遊び半分でここ、雄英に通ってる人なんて誰もいない。近すぎて、周りの人の気持ちなんて考えたことなくて。
ただ、自分たちが幸せでいれる道を考えて・・・。
「絶対、B組に勝とう!」
負けっぱなしの自分は、もう嫌だ。拳をつくって意気込みすれば、瀬呂も耳郎も顔を合わせてくれる。
「もちろん」
「んじゃ、作戦立てよーぜ」
オールマイトとミッドナイトも見学にやってきた。
「どっちが勝つと思います?」
「どうだろうねぇ。多くのピンチを乗り越えてきたA組は、確かに強い。しかし・・・、
成績を見ると、実はB組の方が伸びてるんだ。トラブルがない分、着実に地力を上げている」
ピンチに力を発揮するA組か、堅実に全体を底上げしているB組か。
第一戦目が始まり、他はモニターで観戦しながら状況を確認していく。
そんな中、歌恋は今回一部始終耳郎の隣にいさせてもらおうと決意する。
爆豪にあんな風に指摘されてしまえば、気軽に焦凍の隣に行けたもんじゃない。
でも、これからどう接していこうか。そう思いながら、A組最初のチームの皆を見ることにした。
範囲攻撃が出来る上鳴に、蛙吹は新技である保護色で先頭に出て様子を伺いながら。
「俺が皆から離れて、テキトーにぶっぱすりゃ良くね?」
「"離れて"の間考えてるか?一人んなるぞ」
「たしかに・・・!」
切島の指摘に納得する上鳴に、話の流れで範囲攻撃が出来るB組の塩崎をどうにかしようと提案されるが。
「こっちが茨ちゃんをどうにかしたいと思ってるように・・・向こうも、まず上鳴ちゃんをどうにかしたいって考えてるかも。
あとは、経験値じゃ劣るものの、洗脳が強い心操ちゃん」
蛙吹の言葉に唖然と聞き入り、上鳴が言う。
「頼りにしてるぜ、皆・・・!」
「二人が暴れられる状況をつくりたいな」
鳥たちを使い、指示を出していた口田のもとに帰ってくる。彼らの言葉を理解した口田が、さっそくチームに報告した。
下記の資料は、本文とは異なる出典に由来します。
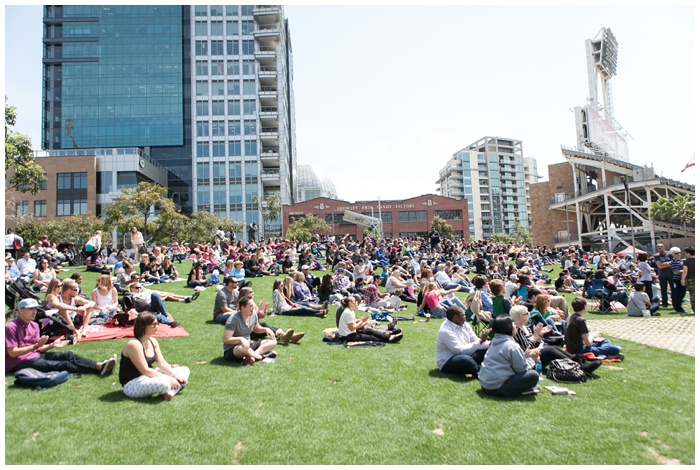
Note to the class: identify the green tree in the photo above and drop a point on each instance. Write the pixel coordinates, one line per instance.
(503, 238)
(523, 235)
(684, 210)
(27, 175)
(76, 229)
(663, 210)
(134, 207)
(305, 226)
(442, 227)
(270, 208)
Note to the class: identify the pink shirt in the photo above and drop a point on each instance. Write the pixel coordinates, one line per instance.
(18, 334)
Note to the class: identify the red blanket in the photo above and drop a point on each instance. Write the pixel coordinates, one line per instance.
(117, 332)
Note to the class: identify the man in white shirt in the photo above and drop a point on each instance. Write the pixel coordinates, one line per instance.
(458, 350)
(26, 265)
(444, 280)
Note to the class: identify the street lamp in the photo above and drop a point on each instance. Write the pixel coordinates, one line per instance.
(568, 234)
(629, 208)
(379, 205)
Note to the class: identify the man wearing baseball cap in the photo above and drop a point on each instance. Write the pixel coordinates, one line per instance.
(25, 348)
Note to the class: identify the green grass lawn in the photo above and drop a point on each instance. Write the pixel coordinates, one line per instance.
(321, 404)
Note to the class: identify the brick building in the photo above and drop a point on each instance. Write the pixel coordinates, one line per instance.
(408, 218)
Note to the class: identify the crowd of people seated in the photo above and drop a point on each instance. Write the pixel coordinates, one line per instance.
(511, 281)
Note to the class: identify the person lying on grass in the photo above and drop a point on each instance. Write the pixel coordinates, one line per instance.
(457, 349)
(25, 348)
(351, 329)
(238, 345)
(136, 373)
(505, 371)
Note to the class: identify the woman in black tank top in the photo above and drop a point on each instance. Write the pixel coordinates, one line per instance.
(136, 372)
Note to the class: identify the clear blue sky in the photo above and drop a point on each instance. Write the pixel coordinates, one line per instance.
(385, 95)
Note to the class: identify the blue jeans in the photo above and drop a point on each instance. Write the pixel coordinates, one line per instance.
(453, 301)
(158, 307)
(605, 348)
(60, 361)
(516, 384)
(462, 364)
(452, 285)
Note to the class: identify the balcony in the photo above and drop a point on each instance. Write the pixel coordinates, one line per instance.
(270, 177)
(263, 12)
(267, 71)
(266, 52)
(268, 92)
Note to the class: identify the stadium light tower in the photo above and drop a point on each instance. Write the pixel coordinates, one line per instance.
(602, 66)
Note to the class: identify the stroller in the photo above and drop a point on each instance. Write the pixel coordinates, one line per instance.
(16, 291)
(50, 323)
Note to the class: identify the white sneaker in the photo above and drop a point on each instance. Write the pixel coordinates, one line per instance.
(532, 391)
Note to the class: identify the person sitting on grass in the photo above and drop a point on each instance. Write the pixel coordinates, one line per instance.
(226, 300)
(565, 283)
(283, 306)
(196, 277)
(505, 371)
(545, 313)
(579, 341)
(136, 373)
(288, 336)
(236, 340)
(458, 350)
(351, 329)
(142, 301)
(531, 338)
(24, 347)
(72, 307)
(105, 297)
(639, 303)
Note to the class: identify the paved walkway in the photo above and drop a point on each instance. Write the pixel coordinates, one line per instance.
(676, 333)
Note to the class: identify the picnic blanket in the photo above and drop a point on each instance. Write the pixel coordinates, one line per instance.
(105, 332)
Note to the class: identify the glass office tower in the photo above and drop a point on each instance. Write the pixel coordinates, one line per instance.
(204, 90)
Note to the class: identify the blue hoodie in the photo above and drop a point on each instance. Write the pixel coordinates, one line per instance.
(502, 360)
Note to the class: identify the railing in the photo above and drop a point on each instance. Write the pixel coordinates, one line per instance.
(267, 27)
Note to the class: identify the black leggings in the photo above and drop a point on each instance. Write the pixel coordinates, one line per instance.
(368, 334)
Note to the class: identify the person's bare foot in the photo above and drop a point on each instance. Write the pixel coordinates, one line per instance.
(287, 336)
(297, 336)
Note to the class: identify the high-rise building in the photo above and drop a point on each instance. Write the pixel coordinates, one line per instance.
(205, 91)
(494, 177)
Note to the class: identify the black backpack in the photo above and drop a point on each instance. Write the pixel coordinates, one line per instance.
(566, 370)
(33, 378)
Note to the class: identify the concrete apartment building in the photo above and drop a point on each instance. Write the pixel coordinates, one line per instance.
(494, 177)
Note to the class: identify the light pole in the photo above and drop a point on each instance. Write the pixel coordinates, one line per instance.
(568, 234)
(379, 205)
(629, 208)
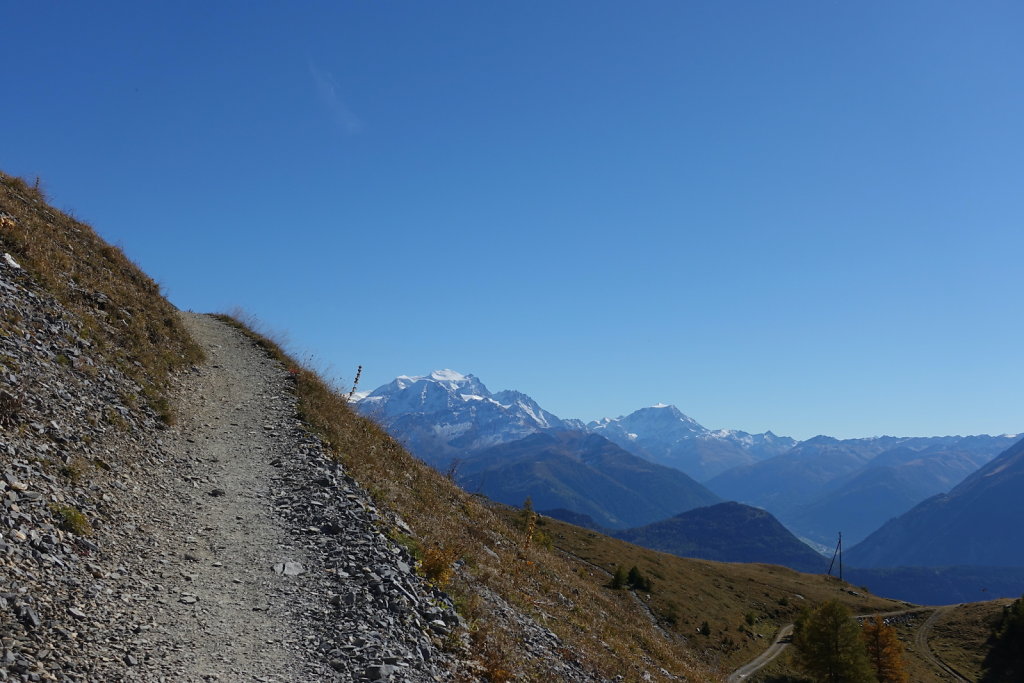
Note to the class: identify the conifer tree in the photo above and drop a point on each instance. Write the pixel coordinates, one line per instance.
(617, 579)
(829, 646)
(1005, 660)
(885, 651)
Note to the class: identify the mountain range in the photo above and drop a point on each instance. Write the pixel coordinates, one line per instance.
(507, 446)
(728, 532)
(584, 473)
(823, 485)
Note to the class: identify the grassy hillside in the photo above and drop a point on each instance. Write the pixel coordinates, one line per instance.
(488, 561)
(743, 604)
(125, 319)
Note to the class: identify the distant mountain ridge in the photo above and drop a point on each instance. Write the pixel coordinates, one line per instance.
(976, 523)
(585, 474)
(664, 434)
(816, 487)
(728, 532)
(445, 415)
(448, 415)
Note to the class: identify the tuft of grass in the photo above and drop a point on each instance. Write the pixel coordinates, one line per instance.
(72, 519)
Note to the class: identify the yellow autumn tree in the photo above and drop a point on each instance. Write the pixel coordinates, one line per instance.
(885, 651)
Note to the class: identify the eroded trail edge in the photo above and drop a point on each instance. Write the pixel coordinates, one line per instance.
(268, 561)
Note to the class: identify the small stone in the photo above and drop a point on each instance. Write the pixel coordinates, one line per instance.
(30, 617)
(378, 671)
(289, 568)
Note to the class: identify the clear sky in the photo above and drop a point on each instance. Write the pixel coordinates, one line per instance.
(798, 216)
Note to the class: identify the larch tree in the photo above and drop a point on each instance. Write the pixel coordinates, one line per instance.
(829, 645)
(1005, 660)
(885, 651)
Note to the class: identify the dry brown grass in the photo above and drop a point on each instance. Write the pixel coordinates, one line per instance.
(476, 553)
(961, 636)
(125, 318)
(742, 604)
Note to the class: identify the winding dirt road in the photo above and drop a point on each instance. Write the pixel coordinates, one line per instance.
(920, 641)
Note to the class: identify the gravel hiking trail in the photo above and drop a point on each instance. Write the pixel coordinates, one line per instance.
(228, 610)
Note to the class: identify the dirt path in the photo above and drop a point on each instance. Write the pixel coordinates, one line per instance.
(781, 641)
(225, 610)
(776, 647)
(921, 644)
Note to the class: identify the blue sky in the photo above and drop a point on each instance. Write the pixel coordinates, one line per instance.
(798, 216)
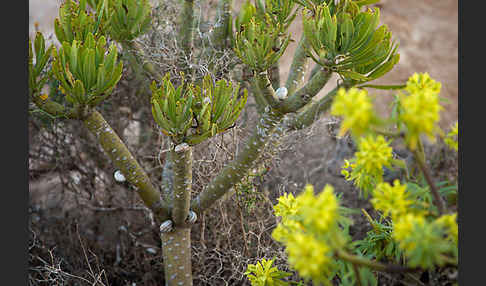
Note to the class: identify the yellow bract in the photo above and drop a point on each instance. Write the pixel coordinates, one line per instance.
(420, 108)
(373, 153)
(308, 256)
(391, 200)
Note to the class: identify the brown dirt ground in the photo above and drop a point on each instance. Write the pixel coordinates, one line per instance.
(428, 35)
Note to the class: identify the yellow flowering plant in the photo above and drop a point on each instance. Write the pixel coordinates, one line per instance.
(412, 230)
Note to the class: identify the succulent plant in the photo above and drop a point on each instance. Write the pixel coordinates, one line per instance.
(212, 107)
(87, 74)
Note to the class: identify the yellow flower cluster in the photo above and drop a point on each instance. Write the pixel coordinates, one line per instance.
(309, 231)
(422, 82)
(264, 274)
(373, 154)
(423, 241)
(391, 200)
(367, 166)
(420, 108)
(451, 138)
(356, 108)
(310, 257)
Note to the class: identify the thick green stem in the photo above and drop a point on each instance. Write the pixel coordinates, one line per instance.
(168, 179)
(298, 67)
(264, 85)
(314, 110)
(181, 157)
(176, 251)
(304, 95)
(261, 103)
(123, 160)
(274, 73)
(274, 70)
(239, 167)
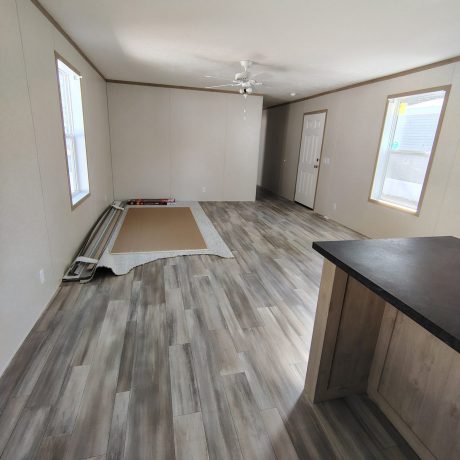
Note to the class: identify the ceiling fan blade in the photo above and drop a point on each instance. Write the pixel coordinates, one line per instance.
(221, 86)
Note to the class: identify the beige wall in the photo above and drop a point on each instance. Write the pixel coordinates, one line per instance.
(177, 142)
(351, 140)
(38, 228)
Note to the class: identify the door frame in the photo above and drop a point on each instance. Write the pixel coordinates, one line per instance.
(314, 112)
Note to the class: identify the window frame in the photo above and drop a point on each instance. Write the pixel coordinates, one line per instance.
(395, 206)
(59, 57)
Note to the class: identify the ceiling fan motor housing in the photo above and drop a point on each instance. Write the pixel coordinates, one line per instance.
(241, 76)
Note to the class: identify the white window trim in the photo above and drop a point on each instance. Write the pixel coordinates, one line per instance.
(78, 196)
(414, 212)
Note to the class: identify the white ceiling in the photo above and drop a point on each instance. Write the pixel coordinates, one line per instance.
(300, 46)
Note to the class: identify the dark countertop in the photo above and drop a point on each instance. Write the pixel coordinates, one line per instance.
(418, 276)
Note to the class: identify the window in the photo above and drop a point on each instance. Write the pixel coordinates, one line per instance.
(409, 135)
(74, 130)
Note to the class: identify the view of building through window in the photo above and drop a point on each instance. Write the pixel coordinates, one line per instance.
(406, 147)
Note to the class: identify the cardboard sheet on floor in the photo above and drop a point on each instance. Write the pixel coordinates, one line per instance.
(158, 229)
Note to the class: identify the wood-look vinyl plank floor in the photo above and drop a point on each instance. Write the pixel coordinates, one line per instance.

左の方向から塩崎が一人、ツルで広範囲を探りながら向かってきていると。
戦闘体制を整えた瞬間、思いもよらぬ正面から、B組の宍田が突如として現れ、蛙吹と切島を投げ飛ばした。
「口田氏の索敵に捕捉されるのは折り込み済みですぞ。塩崎氏を最も警戒するであろう事も!
彼女を囮に、私は這い寄り近づく!準備をさせれば上鳴氏の独壇場となる可能性が高い。
それ故、愚直に攻め入る!私は鼻が利くのですなァアアア!」
獣化している宍田の"個性"はビーストで、身体能力も大幅にアップしている。
その宍田の背中から顔を出したのは円場で、彼の"個性"で口田が空気の檻に閉じ込められた。
「よっしゃ、蹴散らせ宍田ー!!」
「任されましたぞォォオオ!!」
宍田と円場の目の前には、心操と上鳴。その二人に向かって拳が振り上げられる。
「おつかれさまでしたァアー!!!」
殺られる覚悟を持っていた上鳴の叫び。だが、宍田の動きが止まった。
「・・・俺の声で、喋りやがった・・・!?」
「"もう一つの声帯"ペルソナコード」
先ほどの「蹴散らせ宍田」と掛け合ったのは、宍田の背中にのっている円場本人のものではない。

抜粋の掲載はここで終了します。